Saybrook Breakwater Light

By Cindy Mindell ~

OLD SAYBROOK – When Jewish communal professionals summer in the same community, chances are that they may eventually find one another.
That is the story behind Am HaYam, a fledgling warm-weather congregation in Old Saybrook, whose members began gathering five summers ago at a private home.
Participants come from the surrounding communities and from Boston and Manhattan, says member Rabbi Danny Price. Those early meetings were mostly used to exchange ideas and decompress from High Holiday preparations back home.
“Over the course of our meetings, we discovered that we had a spirited group steeped in wonderful music and a desire to share tefilla, Jewish education, and stories with one another,” says Price. As more friends and family members attended the meetings, the group realized that they had created an ideal place to share this professional “ruach,” or spirit, with laypeople.
A year later, Am Hayam – The People of the Sea – had found a name and a direction.
“We see it as a great way to both educate and learn and get feedback, as well as provide a service to an area not served locally by a synagogue,” Price says. “Our congregation is unorthodox, as it is not lay-led, but professionally led, yet no one is paid. It is a sort of Summer Stock of shuls or workshops where professionals can work on their craft, share with one another in order to broaden each other’s horizons, all the while sharing with laypeople the fruits of their work. We offer a rare insight into the workings of Jewish professionals with the intention of never making our guests feel uncomfortable. In fact, it is just the opposite: we hope that participation in our group will encourage people to get involved in synagogue life in their own communities.”
Lay people benefit from this intimate access to clergy and teachers in a setting where they have an equal voice, Price says. “The idea is to cut down the barriers that set apart leaders and congregation.”
Am HaYam’s worship resembles a kumzitz or communal bonfire led by professionals and laypeople alike, characterized by a lot of singing. They meet in a private home, up to 12 professionals – some from as far away as Manhattan and Boston — and five lay people at any given time.
Price is familiar with the concept of a summer shul. His grandfather, a pharmacist by profession, was also a cantor and kol bo – one who leads both the speaking and singing prtions of the service – who led summer services through the ‘60s at a summer synagogue in Pine Lake Park, now in Cortland Manor in northern Westchester County, N.Y.
Am HaYam is pluralistic by nature, unaffiliated with any denomination, and, says Price, “I would consider us liberal in practice with deep respect for Jewish tradition.  I would not call it Jewish Renewal, although some professionals may bring certain renewal aspects to their teachings. It has a much longer back story and it is still very much a work in progress.”
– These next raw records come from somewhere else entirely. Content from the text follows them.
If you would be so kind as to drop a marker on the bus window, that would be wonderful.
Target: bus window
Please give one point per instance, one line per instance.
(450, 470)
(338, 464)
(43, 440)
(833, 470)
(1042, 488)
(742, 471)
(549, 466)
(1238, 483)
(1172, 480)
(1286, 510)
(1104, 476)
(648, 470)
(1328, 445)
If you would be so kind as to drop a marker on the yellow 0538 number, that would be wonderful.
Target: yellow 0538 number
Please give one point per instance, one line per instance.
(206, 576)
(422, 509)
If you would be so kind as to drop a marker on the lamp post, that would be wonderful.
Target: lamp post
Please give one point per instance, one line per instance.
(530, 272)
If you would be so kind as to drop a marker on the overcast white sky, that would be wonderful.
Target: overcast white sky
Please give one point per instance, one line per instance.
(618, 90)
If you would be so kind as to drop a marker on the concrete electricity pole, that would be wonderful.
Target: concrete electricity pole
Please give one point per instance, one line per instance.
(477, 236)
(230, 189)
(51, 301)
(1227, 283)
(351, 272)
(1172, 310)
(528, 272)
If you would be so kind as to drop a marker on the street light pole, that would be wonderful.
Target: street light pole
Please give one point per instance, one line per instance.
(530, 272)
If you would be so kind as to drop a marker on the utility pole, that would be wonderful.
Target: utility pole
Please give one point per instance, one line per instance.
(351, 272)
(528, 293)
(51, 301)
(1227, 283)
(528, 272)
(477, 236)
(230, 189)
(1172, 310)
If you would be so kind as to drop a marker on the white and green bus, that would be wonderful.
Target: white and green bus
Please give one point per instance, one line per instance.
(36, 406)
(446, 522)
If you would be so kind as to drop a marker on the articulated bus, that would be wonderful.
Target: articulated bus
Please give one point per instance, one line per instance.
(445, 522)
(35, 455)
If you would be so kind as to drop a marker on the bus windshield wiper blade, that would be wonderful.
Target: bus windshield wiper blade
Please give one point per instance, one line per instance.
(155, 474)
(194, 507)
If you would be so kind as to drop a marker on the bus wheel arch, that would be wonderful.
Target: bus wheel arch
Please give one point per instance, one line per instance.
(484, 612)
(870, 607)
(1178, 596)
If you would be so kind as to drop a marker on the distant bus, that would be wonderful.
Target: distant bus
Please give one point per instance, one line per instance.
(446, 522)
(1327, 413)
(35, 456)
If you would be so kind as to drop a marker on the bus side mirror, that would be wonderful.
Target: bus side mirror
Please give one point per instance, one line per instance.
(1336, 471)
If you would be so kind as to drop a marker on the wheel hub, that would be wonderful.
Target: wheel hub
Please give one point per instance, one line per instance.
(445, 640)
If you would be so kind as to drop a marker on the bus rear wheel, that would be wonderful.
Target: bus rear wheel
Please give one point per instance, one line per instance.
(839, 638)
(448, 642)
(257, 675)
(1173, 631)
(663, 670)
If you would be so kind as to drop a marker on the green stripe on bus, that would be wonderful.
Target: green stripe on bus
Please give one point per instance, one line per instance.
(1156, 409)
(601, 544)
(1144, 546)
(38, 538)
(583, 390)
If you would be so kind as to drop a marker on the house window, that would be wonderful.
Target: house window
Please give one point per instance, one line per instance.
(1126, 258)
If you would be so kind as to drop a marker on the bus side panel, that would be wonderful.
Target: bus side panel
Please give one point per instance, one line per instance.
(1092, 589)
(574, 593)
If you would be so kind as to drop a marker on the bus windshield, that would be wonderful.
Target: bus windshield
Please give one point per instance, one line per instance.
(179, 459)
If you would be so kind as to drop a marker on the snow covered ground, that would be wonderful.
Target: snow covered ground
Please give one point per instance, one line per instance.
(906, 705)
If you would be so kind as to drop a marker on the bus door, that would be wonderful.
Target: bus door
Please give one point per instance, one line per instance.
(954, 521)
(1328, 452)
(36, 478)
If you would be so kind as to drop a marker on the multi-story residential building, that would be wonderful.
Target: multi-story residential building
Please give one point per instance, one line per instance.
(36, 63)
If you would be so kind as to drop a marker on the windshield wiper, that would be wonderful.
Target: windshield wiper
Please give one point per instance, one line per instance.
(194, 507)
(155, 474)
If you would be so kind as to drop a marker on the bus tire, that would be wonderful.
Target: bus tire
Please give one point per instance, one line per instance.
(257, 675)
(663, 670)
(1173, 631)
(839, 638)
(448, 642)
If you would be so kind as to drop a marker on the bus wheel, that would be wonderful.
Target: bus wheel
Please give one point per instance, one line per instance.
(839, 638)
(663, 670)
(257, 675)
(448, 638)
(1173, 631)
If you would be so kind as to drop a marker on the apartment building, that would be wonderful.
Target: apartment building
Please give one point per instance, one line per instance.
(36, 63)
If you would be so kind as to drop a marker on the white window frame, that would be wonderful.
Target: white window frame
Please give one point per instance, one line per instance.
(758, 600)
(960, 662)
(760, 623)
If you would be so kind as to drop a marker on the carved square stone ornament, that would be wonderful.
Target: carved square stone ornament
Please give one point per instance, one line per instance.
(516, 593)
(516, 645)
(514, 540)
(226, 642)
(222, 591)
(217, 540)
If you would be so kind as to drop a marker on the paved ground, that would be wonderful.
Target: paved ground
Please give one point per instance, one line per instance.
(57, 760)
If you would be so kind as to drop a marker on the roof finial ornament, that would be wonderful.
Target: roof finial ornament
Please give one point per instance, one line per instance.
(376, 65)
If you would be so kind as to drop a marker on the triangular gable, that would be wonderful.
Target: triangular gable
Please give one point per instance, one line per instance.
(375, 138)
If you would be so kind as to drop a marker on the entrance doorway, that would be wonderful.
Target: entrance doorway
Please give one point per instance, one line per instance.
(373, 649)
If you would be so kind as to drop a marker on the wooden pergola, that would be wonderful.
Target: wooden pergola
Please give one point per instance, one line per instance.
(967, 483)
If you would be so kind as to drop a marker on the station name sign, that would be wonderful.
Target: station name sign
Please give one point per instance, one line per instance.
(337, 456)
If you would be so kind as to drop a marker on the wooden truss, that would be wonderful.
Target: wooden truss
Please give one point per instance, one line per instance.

Price says that Am HaYam is not out to siphon members from the closest synagogues in Madison and Deep River-Chester, each of which is at least 20 minutes away from Old Saybrook. Rather, Am HaYam seeks to provide a resource for people temporarily summering in the area, or to attract those who otherwise would not join a synagogue. The congregation meets at its summer home and is in the process of creating a regular schedule; regular Friday-night services should be offered by summer 2013.